October 20, 2009

Waterworld (RWP #97)

This experiment in "cut up technique" found poetry was interesting, but gave me a VERY rough draft. I do feel it was worthwhile as it allowed me to write something I may never have put on paper. Here is the finished product. At the end of the piece you will find a link that will show you where I "found" my muse. PS, I know it is a bit strange...

Dive overboard, this ship is not your friend,
the lighthouse but a dim reminder of the past.
Just relax, learn the waves.
Become one with the ocean,
as rain on shore falls gently, softly,
becoming one within the foam.
Float away, let down your guard.
Don’t envy solid ground,
with broken thoughts like jetsam,
reach out quickly -
away from all desire but the now.
Sink downward, let go,
towards the protection of the bottom.
-Yes, you’ll fight -
-hold your breath -
-break the surface-
Scream to flotsam and to space,
to midnight’s spinning stars.
Fight the absurd desire for life.
Give in to loss, then finally you can be free.
Dive, swim downward from all needs,
To the cold call of whales
and the squid's tentacled caress.
Allow your arms and legs
to take you to the end. Stop.

Click here to hear the song that inspired my piece.


  1. Hi Cynthia,

    Might know you'd cheat by using song lyrics!! Just listened and quite like the beat (unusual for me!). Don't remember the 'squid's tentacled caress' but it's a good line. And it's a good poem too.

  2. This isn't too creepy. And one of the joys of the prompts is getting out of your usual poetry writing box to see what happens. This was good.


  3. I didn't think it is strange.

    Fight the absurd desire for life.
    Give in to loss, then finally you can be free."

    Sometimes I feel this way..

    Terma Rima: psychedelic pajamas

  4. Beautiful, Cynthia! Very nice!

    I enjoyed the music you linked to (which I was unfamiliar with). But what I was reminded of was from TS Eliot's The Waste Land, Section IV, "Death by Water."
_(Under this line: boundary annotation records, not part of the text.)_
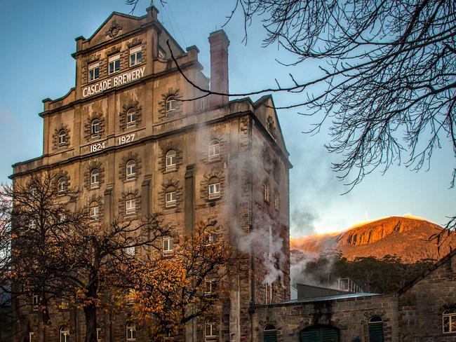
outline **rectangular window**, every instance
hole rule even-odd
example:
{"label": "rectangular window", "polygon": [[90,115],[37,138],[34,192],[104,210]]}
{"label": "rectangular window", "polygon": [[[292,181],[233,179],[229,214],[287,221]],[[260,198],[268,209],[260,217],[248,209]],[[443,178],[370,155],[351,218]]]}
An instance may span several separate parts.
{"label": "rectangular window", "polygon": [[274,207],[276,210],[279,210],[280,209],[280,200],[277,191],[276,191],[274,194]]}
{"label": "rectangular window", "polygon": [[100,62],[92,63],[88,66],[88,81],[100,78]]}
{"label": "rectangular window", "polygon": [[69,303],[68,302],[68,299],[66,298],[62,298],[60,299],[60,308],[62,310],[66,310],[68,308],[68,306],[69,306]]}
{"label": "rectangular window", "polygon": [[220,184],[214,183],[209,184],[209,199],[213,200],[215,198],[220,198]]}
{"label": "rectangular window", "polygon": [[120,53],[109,57],[109,64],[108,65],[108,74],[114,74],[121,69],[121,55]]}
{"label": "rectangular window", "polygon": [[125,201],[125,213],[131,215],[136,212],[136,200],[127,200]]}
{"label": "rectangular window", "polygon": [[210,341],[217,341],[214,325],[214,323],[208,322],[206,322],[204,324],[204,341],[207,342]]}
{"label": "rectangular window", "polygon": [[163,238],[163,255],[168,256],[174,254],[174,239],[170,236]]}
{"label": "rectangular window", "polygon": [[135,256],[135,247],[127,247],[125,249],[125,254],[127,256]]}
{"label": "rectangular window", "polygon": [[264,202],[269,203],[269,184],[264,183],[263,184],[263,197]]}
{"label": "rectangular window", "polygon": [[264,303],[272,304],[272,284],[266,284],[264,289]]}
{"label": "rectangular window", "polygon": [[159,47],[159,58],[161,58],[162,60],[166,59],[166,55],[165,54],[165,50],[160,47]]}
{"label": "rectangular window", "polygon": [[133,289],[130,289],[128,291],[126,303],[128,305],[133,305],[135,303],[135,290]]}
{"label": "rectangular window", "polygon": [[34,294],[32,298],[32,305],[34,311],[38,311],[38,294]]}
{"label": "rectangular window", "polygon": [[165,194],[165,207],[167,208],[170,208],[176,206],[176,192],[170,191]]}
{"label": "rectangular window", "polygon": [[90,207],[89,214],[91,220],[98,220],[98,217],[100,217],[100,207],[98,205]]}
{"label": "rectangular window", "polygon": [[136,46],[130,49],[130,67],[138,64],[141,62],[142,46]]}
{"label": "rectangular window", "polygon": [[214,279],[205,279],[204,280],[204,295],[209,296],[214,292],[214,285],[215,280]]}
{"label": "rectangular window", "polygon": [[127,341],[136,341],[136,327],[134,325],[127,326]]}

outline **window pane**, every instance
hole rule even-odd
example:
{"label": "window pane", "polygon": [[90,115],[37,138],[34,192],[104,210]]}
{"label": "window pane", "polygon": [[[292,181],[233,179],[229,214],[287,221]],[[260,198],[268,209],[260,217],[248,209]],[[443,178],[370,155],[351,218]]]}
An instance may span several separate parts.
{"label": "window pane", "polygon": [[450,331],[450,316],[443,316],[443,332]]}

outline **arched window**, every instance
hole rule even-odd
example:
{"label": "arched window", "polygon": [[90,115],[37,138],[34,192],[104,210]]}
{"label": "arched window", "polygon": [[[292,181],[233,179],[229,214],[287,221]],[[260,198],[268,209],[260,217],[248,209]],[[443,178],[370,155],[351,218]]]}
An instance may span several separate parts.
{"label": "arched window", "polygon": [[205,342],[217,341],[215,323],[209,320],[207,320],[204,323],[204,341]]}
{"label": "arched window", "polygon": [[67,131],[65,130],[60,130],[58,134],[58,146],[63,146],[67,144]]}
{"label": "arched window", "polygon": [[220,142],[216,139],[209,143],[208,158],[209,161],[216,160],[220,158]]}
{"label": "arched window", "polygon": [[220,182],[217,177],[212,177],[208,185],[208,198],[215,200],[220,198]]}
{"label": "arched window", "polygon": [[127,341],[136,341],[136,327],[133,323],[128,323],[126,328]]}
{"label": "arched window", "polygon": [[126,178],[127,180],[136,178],[136,162],[135,160],[128,160],[126,169]]}
{"label": "arched window", "polygon": [[168,96],[166,99],[166,115],[176,110],[177,102],[174,95]]}
{"label": "arched window", "polygon": [[176,170],[177,165],[177,158],[176,158],[176,151],[174,150],[170,150],[166,153],[166,170],[171,171],[173,170]]}
{"label": "arched window", "polygon": [[93,138],[100,137],[100,120],[98,118],[92,121],[90,135]]}
{"label": "arched window", "polygon": [[267,324],[263,330],[263,342],[276,342],[277,329],[272,324]]}
{"label": "arched window", "polygon": [[90,172],[90,188],[98,188],[100,186],[100,170],[93,169]]}
{"label": "arched window", "polygon": [[379,316],[369,320],[369,342],[383,342],[383,320]]}
{"label": "arched window", "polygon": [[92,221],[98,221],[100,219],[100,205],[97,202],[92,202],[89,207],[89,216]]}
{"label": "arched window", "polygon": [[67,186],[68,184],[67,182],[67,179],[65,177],[61,177],[60,178],[59,178],[58,184],[58,193],[65,193],[65,192],[67,191]]}
{"label": "arched window", "polygon": [[134,126],[136,124],[136,110],[130,108],[127,111],[127,127]]}
{"label": "arched window", "polygon": [[69,329],[67,327],[60,328],[60,342],[69,342]]}
{"label": "arched window", "polygon": [[443,334],[456,332],[456,308],[448,309],[442,314]]}

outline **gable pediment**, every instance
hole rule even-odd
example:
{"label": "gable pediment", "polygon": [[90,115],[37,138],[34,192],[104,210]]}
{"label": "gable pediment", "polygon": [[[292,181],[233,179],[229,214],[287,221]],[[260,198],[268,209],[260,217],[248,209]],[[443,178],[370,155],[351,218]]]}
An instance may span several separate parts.
{"label": "gable pediment", "polygon": [[109,41],[141,27],[146,16],[135,17],[114,12],[87,39],[90,46]]}
{"label": "gable pediment", "polygon": [[256,116],[263,126],[272,139],[277,142],[281,149],[288,153],[272,97],[271,95],[263,96],[255,102],[255,107]]}

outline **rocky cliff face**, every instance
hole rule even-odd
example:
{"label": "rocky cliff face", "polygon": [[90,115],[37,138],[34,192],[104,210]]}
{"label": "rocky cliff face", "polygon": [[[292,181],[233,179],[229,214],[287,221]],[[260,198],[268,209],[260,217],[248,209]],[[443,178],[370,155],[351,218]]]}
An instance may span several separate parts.
{"label": "rocky cliff face", "polygon": [[290,249],[306,254],[319,254],[328,249],[341,251],[349,259],[373,256],[382,258],[396,254],[404,262],[421,259],[438,259],[456,246],[456,239],[447,241],[440,254],[429,238],[442,229],[440,226],[423,219],[391,217],[358,225],[340,233],[312,235],[292,239]]}

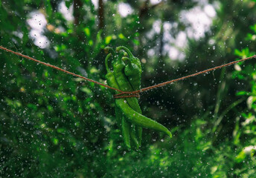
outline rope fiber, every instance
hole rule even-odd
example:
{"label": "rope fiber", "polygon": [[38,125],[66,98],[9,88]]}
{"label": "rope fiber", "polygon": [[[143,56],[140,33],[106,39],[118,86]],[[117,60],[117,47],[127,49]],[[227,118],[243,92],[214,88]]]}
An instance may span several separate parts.
{"label": "rope fiber", "polygon": [[188,79],[188,78],[190,78],[190,77],[192,77],[192,76],[198,76],[198,75],[200,75],[200,74],[202,74],[202,73],[208,73],[208,72],[210,72],[210,71],[212,71],[212,70],[217,70],[217,69],[219,69],[219,68],[225,67],[227,67],[227,66],[229,66],[229,65],[231,65],[237,64],[237,63],[240,62],[246,61],[246,60],[252,59],[252,58],[256,58],[256,55],[254,55],[254,56],[250,56],[250,57],[242,59],[240,59],[240,60],[237,60],[237,61],[233,61],[233,62],[231,62],[229,63],[224,64],[224,65],[220,65],[220,66],[217,66],[217,67],[212,67],[212,68],[209,68],[209,69],[207,69],[207,70],[202,70],[202,71],[200,71],[200,72],[198,72],[198,73],[193,73],[193,74],[191,74],[191,75],[188,75],[188,76],[182,76],[181,78],[178,78],[178,79],[176,79],[167,81],[167,82],[162,82],[162,83],[159,83],[159,84],[157,84],[157,85],[152,85],[152,86],[150,86],[150,87],[144,88],[142,88],[141,90],[135,90],[135,91],[122,91],[122,90],[118,90],[117,88],[112,88],[112,87],[110,87],[109,85],[100,83],[100,82],[98,82],[97,81],[88,79],[86,77],[77,75],[76,73],[69,72],[69,71],[65,70],[62,69],[62,68],[60,68],[60,67],[57,67],[55,65],[49,65],[48,63],[45,63],[45,62],[36,60],[36,59],[35,59],[33,58],[31,58],[31,57],[28,56],[25,56],[24,54],[15,52],[15,51],[11,50],[9,50],[9,49],[5,48],[5,47],[4,47],[2,46],[0,46],[0,49],[4,50],[7,51],[7,52],[10,52],[10,53],[14,53],[14,54],[16,54],[17,56],[22,56],[23,58],[28,59],[29,60],[32,60],[33,62],[40,63],[40,64],[42,64],[43,65],[45,65],[45,66],[48,66],[48,67],[57,69],[58,70],[63,71],[63,72],[66,73],[68,74],[70,74],[70,75],[72,75],[72,76],[74,76],[83,79],[85,79],[86,81],[89,81],[89,82],[94,82],[95,84],[102,85],[103,87],[108,88],[112,89],[112,90],[117,90],[117,91],[120,92],[120,93],[114,95],[114,98],[115,98],[115,99],[117,99],[117,98],[130,98],[130,97],[138,97],[138,98],[139,98],[139,96],[140,96],[139,94],[138,94],[139,93],[141,93],[141,92],[144,92],[144,91],[147,91],[147,90],[152,90],[153,88],[159,88],[159,87],[163,87],[163,86],[164,86],[166,85],[171,84],[171,83],[178,82],[179,80],[183,80],[183,79]]}

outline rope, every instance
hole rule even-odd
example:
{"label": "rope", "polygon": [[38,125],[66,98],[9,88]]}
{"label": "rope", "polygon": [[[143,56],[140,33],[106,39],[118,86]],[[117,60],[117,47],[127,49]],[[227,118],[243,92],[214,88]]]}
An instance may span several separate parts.
{"label": "rope", "polygon": [[225,64],[225,65],[220,65],[220,66],[217,66],[217,67],[212,67],[212,68],[210,68],[210,69],[207,69],[207,70],[202,70],[202,71],[200,71],[200,72],[198,72],[198,73],[193,73],[193,74],[191,74],[191,75],[188,75],[188,76],[183,76],[183,77],[181,77],[181,78],[178,78],[178,79],[173,79],[173,80],[170,80],[170,81],[167,81],[167,82],[165,82],[157,84],[157,85],[153,85],[153,86],[144,88],[142,88],[141,90],[135,90],[135,91],[122,91],[122,90],[118,90],[117,88],[112,88],[112,87],[110,87],[109,85],[100,83],[100,82],[98,82],[97,81],[88,79],[86,77],[84,77],[84,76],[75,74],[74,73],[69,72],[69,71],[65,70],[62,69],[62,68],[60,68],[60,67],[58,67],[57,66],[54,66],[54,65],[49,65],[49,64],[47,64],[45,62],[36,60],[36,59],[35,59],[33,58],[29,57],[28,56],[23,55],[22,53],[17,53],[17,52],[14,52],[14,51],[11,50],[7,49],[7,48],[5,48],[5,47],[4,47],[2,46],[0,46],[0,49],[2,49],[4,50],[6,50],[6,51],[12,53],[14,53],[14,54],[18,55],[19,56],[26,58],[28,59],[34,61],[36,62],[40,63],[40,64],[46,65],[48,67],[57,69],[58,70],[65,72],[65,73],[68,73],[70,75],[72,75],[72,76],[74,76],[83,79],[85,79],[86,81],[89,81],[89,82],[94,82],[95,84],[102,85],[103,87],[110,88],[112,90],[117,90],[117,91],[120,92],[120,93],[114,95],[114,98],[115,98],[115,99],[117,99],[117,98],[130,98],[130,97],[138,97],[138,98],[139,98],[139,94],[138,94],[139,93],[141,93],[141,92],[144,92],[144,91],[147,91],[147,90],[152,90],[153,88],[159,88],[159,87],[163,87],[163,86],[164,86],[166,85],[168,85],[168,84],[170,84],[170,83],[173,83],[173,82],[178,82],[179,80],[183,80],[183,79],[192,77],[192,76],[198,76],[198,75],[200,75],[202,73],[208,73],[208,72],[214,70],[216,69],[225,67],[227,67],[228,65],[234,65],[236,63],[238,63],[238,62],[243,62],[243,61],[246,61],[246,60],[252,59],[252,58],[256,58],[256,55],[254,55],[254,56],[248,57],[248,58],[242,59],[240,59],[240,60],[237,60],[237,61],[234,61],[234,62],[229,62],[229,63],[227,63],[227,64]]}

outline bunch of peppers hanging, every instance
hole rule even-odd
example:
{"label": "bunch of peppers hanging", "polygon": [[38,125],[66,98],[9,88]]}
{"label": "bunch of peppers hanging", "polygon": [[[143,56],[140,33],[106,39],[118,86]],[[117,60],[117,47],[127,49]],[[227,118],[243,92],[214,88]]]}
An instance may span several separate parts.
{"label": "bunch of peppers hanging", "polygon": [[[124,46],[116,48],[117,53],[110,47],[105,47],[109,53],[105,59],[107,73],[106,79],[110,87],[123,91],[138,90],[141,88],[141,61]],[[112,58],[109,67],[109,59]],[[111,68],[112,70],[111,70]],[[112,94],[119,93],[112,90]],[[142,128],[162,131],[172,137],[170,131],[160,123],[142,115],[138,98],[115,99],[116,119],[121,121],[121,130],[127,148],[138,150],[141,144]]]}

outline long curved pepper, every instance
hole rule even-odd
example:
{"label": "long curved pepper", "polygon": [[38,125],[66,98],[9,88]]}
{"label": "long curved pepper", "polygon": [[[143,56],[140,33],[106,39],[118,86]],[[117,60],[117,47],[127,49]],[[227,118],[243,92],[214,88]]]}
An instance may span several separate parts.
{"label": "long curved pepper", "polygon": [[129,122],[145,128],[151,128],[156,131],[161,131],[167,134],[170,138],[172,134],[161,124],[147,118],[142,114],[132,110],[124,99],[116,99],[115,104],[127,116]]}

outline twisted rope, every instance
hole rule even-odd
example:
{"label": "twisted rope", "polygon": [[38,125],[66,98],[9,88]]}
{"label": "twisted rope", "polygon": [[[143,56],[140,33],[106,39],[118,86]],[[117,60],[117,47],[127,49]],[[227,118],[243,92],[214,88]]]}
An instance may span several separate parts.
{"label": "twisted rope", "polygon": [[198,76],[198,75],[200,75],[200,74],[202,74],[202,73],[208,73],[208,72],[210,72],[210,71],[212,71],[212,70],[217,70],[217,69],[219,69],[219,68],[225,67],[227,67],[227,66],[229,66],[229,65],[231,65],[237,64],[237,63],[240,62],[246,61],[246,60],[252,59],[252,58],[256,58],[256,55],[254,55],[254,56],[250,56],[250,57],[242,59],[240,59],[240,60],[237,60],[237,61],[234,61],[234,62],[229,62],[229,63],[227,63],[227,64],[224,64],[224,65],[220,65],[220,66],[217,66],[217,67],[214,67],[209,68],[209,69],[207,69],[207,70],[202,70],[202,71],[200,71],[200,72],[198,72],[198,73],[193,73],[193,74],[191,74],[191,75],[188,75],[188,76],[183,76],[183,77],[180,77],[180,78],[178,78],[178,79],[176,79],[170,80],[170,81],[167,81],[167,82],[162,82],[162,83],[160,83],[160,84],[157,84],[157,85],[152,85],[152,86],[150,86],[150,87],[147,87],[147,88],[142,88],[141,90],[135,90],[135,91],[122,91],[122,90],[121,90],[119,89],[117,89],[117,88],[112,88],[112,87],[110,87],[109,85],[100,83],[100,82],[98,82],[97,81],[95,81],[95,80],[88,79],[86,77],[77,75],[76,73],[69,72],[69,71],[65,70],[64,69],[60,68],[60,67],[58,67],[57,66],[47,64],[45,62],[36,60],[36,59],[35,59],[33,58],[31,58],[30,56],[23,55],[22,53],[15,52],[15,51],[11,50],[9,50],[9,49],[5,48],[5,47],[4,47],[2,46],[0,46],[0,49],[2,49],[4,50],[6,50],[6,51],[12,53],[14,53],[16,55],[18,55],[19,56],[24,57],[25,59],[34,61],[36,62],[40,63],[40,64],[42,64],[43,65],[46,65],[48,67],[50,67],[57,69],[58,70],[65,72],[65,73],[66,73],[68,74],[70,74],[70,75],[72,75],[72,76],[74,76],[83,79],[85,79],[86,81],[89,81],[89,82],[94,82],[95,84],[102,85],[103,87],[108,88],[114,90],[117,90],[117,91],[120,92],[120,93],[114,95],[114,98],[115,98],[115,99],[118,99],[118,98],[130,98],[130,97],[138,97],[138,98],[139,98],[139,96],[140,96],[139,94],[138,94],[139,93],[141,93],[141,92],[144,92],[144,91],[147,91],[147,90],[152,90],[153,88],[159,88],[159,87],[163,87],[163,86],[164,86],[166,85],[171,84],[171,83],[178,82],[179,80],[183,80],[183,79],[188,79],[188,78],[190,78],[190,77],[192,77],[192,76]]}

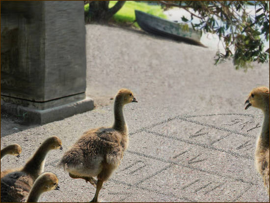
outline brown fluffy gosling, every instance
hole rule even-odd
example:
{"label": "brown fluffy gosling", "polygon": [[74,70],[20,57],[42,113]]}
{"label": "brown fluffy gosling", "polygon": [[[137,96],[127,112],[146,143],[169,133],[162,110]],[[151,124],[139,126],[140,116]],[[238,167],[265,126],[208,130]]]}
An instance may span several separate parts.
{"label": "brown fluffy gosling", "polygon": [[52,173],[46,172],[38,176],[30,190],[27,199],[27,203],[36,203],[44,192],[52,190],[59,190],[58,178]]}
{"label": "brown fluffy gosling", "polygon": [[[132,92],[120,89],[114,102],[113,126],[85,132],[65,153],[59,164],[72,178],[84,179],[96,187],[91,202],[97,202],[103,182],[118,168],[128,147],[128,130],[123,108],[131,102],[137,102]],[[97,177],[97,182],[95,176]]]}
{"label": "brown fluffy gosling", "polygon": [[23,167],[1,177],[1,201],[19,202],[28,196],[34,181],[43,172],[47,153],[56,149],[62,149],[61,140],[56,136],[49,137]]}
{"label": "brown fluffy gosling", "polygon": [[[19,158],[21,152],[22,152],[22,148],[20,145],[16,144],[9,145],[1,150],[1,159],[7,154],[13,155]],[[1,172],[1,177],[14,170],[14,169],[7,169]]]}
{"label": "brown fluffy gosling", "polygon": [[255,152],[255,164],[262,175],[269,194],[269,89],[260,87],[251,90],[245,104],[245,109],[252,106],[264,113],[262,130],[258,137]]}
{"label": "brown fluffy gosling", "polygon": [[16,156],[20,157],[20,154],[22,152],[22,148],[18,144],[11,144],[1,149],[1,159],[7,154]]}

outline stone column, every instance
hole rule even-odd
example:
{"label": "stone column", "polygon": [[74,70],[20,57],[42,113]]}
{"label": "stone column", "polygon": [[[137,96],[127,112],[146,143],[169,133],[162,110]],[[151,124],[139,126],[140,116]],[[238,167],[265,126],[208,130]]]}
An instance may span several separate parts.
{"label": "stone column", "polygon": [[1,1],[1,110],[43,124],[93,109],[83,1]]}

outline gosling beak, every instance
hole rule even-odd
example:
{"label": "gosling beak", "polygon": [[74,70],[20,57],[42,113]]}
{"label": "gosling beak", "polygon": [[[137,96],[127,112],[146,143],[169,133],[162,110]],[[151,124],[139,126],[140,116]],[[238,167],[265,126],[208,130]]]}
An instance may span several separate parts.
{"label": "gosling beak", "polygon": [[136,98],[135,97],[133,98],[133,100],[131,102],[138,102],[138,101],[136,100]]}
{"label": "gosling beak", "polygon": [[250,106],[252,106],[251,104],[249,103],[249,101],[248,99],[247,99],[245,102],[244,103],[244,104],[247,104],[246,106],[245,107],[244,109],[245,110],[247,110],[248,107],[249,107]]}

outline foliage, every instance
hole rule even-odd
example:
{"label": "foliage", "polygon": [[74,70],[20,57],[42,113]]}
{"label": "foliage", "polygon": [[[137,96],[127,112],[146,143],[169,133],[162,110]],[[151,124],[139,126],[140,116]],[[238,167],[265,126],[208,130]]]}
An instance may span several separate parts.
{"label": "foliage", "polygon": [[[216,54],[216,64],[232,58],[236,69],[250,67],[250,62],[268,61],[269,49],[264,49],[264,40],[269,40],[268,1],[160,1],[162,8],[182,8],[190,18],[182,20],[193,29],[217,34],[224,43],[226,51]],[[248,6],[255,7],[249,13]],[[189,20],[188,18],[190,18]],[[198,20],[199,20],[198,22]],[[196,23],[194,21],[197,21]]]}
{"label": "foliage", "polygon": [[[109,8],[113,6],[116,3],[117,0],[109,1]],[[135,10],[138,10],[150,14],[166,18],[166,16],[163,13],[163,10],[160,5],[150,5],[143,2],[136,2],[135,1],[127,1],[123,7],[113,16],[114,22],[120,24],[127,23],[131,24],[135,19]],[[89,4],[84,5],[84,12],[88,13]],[[139,28],[137,23],[134,25]]]}

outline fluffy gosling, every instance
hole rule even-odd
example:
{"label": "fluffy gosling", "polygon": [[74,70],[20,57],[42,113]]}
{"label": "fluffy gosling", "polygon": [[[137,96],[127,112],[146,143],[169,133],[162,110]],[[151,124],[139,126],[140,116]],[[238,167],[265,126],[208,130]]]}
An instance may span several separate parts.
{"label": "fluffy gosling", "polygon": [[52,173],[46,172],[38,176],[30,190],[27,203],[36,203],[41,194],[52,190],[59,190],[58,178]]}
{"label": "fluffy gosling", "polygon": [[20,154],[22,152],[22,147],[17,144],[8,145],[1,149],[1,159],[7,154],[16,156],[20,157]]}
{"label": "fluffy gosling", "polygon": [[256,145],[255,164],[269,194],[269,89],[265,87],[254,88],[245,104],[247,104],[245,109],[253,106],[261,109],[264,113],[262,130]]}
{"label": "fluffy gosling", "polygon": [[62,149],[61,140],[56,136],[49,137],[23,167],[1,177],[1,201],[20,202],[28,196],[34,181],[43,172],[47,153],[56,149]]}
{"label": "fluffy gosling", "polygon": [[123,108],[131,102],[137,102],[133,93],[127,89],[120,89],[114,102],[113,126],[85,132],[65,153],[59,164],[72,178],[84,179],[96,187],[91,202],[97,202],[103,182],[118,168],[128,147],[128,129]]}

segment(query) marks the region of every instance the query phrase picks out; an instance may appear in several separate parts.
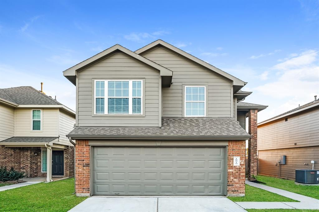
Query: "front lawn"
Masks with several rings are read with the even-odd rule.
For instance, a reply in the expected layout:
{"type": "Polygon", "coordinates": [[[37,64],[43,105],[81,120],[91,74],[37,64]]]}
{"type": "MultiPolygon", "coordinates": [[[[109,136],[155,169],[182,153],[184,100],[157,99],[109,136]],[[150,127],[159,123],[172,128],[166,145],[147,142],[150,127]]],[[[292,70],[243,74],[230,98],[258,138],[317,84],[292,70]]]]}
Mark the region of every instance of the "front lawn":
{"type": "Polygon", "coordinates": [[[11,183],[0,183],[0,187],[9,186],[11,185],[12,185],[12,184],[11,183]]]}
{"type": "Polygon", "coordinates": [[[248,212],[319,212],[319,210],[304,209],[246,209],[248,212]]]}
{"type": "Polygon", "coordinates": [[[261,175],[257,176],[257,180],[266,186],[319,199],[319,186],[296,185],[293,180],[261,175]]]}
{"type": "Polygon", "coordinates": [[[0,192],[1,211],[67,211],[85,200],[72,194],[74,178],[0,192]]]}
{"type": "Polygon", "coordinates": [[[229,197],[234,202],[298,202],[288,197],[272,193],[262,189],[246,185],[244,197],[229,197]]]}

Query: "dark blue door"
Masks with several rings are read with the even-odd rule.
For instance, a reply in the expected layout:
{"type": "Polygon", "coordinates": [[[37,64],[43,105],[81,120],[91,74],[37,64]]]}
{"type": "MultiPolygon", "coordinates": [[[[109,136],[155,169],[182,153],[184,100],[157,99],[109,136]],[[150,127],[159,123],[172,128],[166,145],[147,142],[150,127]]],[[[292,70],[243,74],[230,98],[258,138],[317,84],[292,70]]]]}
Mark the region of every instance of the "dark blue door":
{"type": "Polygon", "coordinates": [[[52,151],[52,175],[64,175],[64,151],[52,151]]]}

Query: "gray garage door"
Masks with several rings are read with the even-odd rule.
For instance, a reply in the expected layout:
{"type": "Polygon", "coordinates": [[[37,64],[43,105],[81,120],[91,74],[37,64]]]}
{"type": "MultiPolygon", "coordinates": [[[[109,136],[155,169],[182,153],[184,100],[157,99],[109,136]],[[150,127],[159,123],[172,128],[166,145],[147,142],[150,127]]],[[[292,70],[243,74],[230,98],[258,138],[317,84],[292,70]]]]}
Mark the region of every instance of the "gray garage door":
{"type": "Polygon", "coordinates": [[[95,146],[93,152],[93,194],[225,194],[225,147],[95,146]]]}

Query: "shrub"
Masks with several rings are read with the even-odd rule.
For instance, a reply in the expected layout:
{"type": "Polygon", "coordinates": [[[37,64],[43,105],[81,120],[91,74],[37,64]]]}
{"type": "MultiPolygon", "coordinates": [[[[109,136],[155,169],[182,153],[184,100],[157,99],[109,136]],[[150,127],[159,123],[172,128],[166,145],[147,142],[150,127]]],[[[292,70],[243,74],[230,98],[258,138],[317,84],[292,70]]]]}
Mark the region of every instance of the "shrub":
{"type": "Polygon", "coordinates": [[[14,170],[13,167],[8,170],[6,166],[0,166],[0,181],[17,180],[23,178],[25,176],[24,172],[14,170]]]}

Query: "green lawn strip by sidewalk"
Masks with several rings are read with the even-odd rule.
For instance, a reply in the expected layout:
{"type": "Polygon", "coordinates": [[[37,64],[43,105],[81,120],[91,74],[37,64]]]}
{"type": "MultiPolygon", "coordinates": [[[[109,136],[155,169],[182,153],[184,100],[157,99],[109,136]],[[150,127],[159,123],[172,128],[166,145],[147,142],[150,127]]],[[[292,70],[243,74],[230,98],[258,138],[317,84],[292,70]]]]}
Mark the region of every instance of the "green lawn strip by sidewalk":
{"type": "Polygon", "coordinates": [[[229,197],[234,202],[298,202],[277,194],[246,185],[244,197],[229,197]]]}
{"type": "Polygon", "coordinates": [[[319,210],[303,209],[246,209],[248,212],[319,212],[319,210]]]}
{"type": "Polygon", "coordinates": [[[0,183],[0,187],[5,186],[10,186],[11,185],[12,185],[12,184],[11,183],[0,183]]]}
{"type": "Polygon", "coordinates": [[[74,178],[0,192],[0,211],[67,211],[86,197],[74,192],[74,178]]]}
{"type": "Polygon", "coordinates": [[[319,186],[296,185],[294,180],[261,175],[257,176],[257,180],[263,185],[319,199],[319,186]]]}

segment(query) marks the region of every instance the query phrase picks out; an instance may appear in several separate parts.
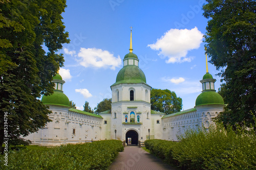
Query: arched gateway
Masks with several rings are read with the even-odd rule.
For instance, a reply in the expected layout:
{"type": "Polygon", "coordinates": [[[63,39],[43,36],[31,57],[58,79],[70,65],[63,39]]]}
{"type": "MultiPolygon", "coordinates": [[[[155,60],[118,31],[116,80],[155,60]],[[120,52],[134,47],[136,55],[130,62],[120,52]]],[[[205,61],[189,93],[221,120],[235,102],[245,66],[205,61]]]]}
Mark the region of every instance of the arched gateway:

    My favorite lines are:

    Dive, swim downward from all needs,
    To the cold call of whales
    and the squid's tentacled caress.

    Outstanding work, Cynthia!

  5. A little haunting, but worthy of several reads for the effect it has. There's a consistency in the tone and images that has all the hallmarks of a fine poem! I actually felt like I was participating in the gentle instructions, floating, submerged, then back again.

  6. I think that the ending worked really well - the idea of a song lyric was an interesting one - did you cut individual words or phrases?

  7. This IS eerie, simply because for the first time EVER in my life yesterday I encountered (and wrote from) the oldfashioned word "flotsam" and "jetsam"... wild!!! I enjoy the mysterious pacing of this poem and the rich, vivid images.

    Now, in case blog spot is still miffed at me... this is Julie Jordan Scott... commenting here.

    My poem for this week may be found:


  8. I did not listen to the music I wanted your poem to be the song, and it is. I didn't find it creepy, I found it rather soothing. Almost hypnotic, a need to fill the tub and sink to the bottom just to see what is there. "Fighting the absurd desire for life," wow! I hear a poem in that line. Yes and, "to the cold call of whales." Poetry! Just great!

  9. You may have found the answer you were looking for. Step on the inner censor and let it flow like this more often. I really like "Scream to flotsam and to space,
    to midnight’s spinning stars."
    and "the cold call of whales"

  10. I like the downwards and id-like voyage of this; it really fits the chaotic and unpresuming nature of the assignment; the primitive sea and its creatures are a lot like a dream, or arbitrarily grouped words or phrases.

  11. The life journey captured in meditational lyrics. This flows and sings with dreamlike wonder/acceptance. Enjoyed!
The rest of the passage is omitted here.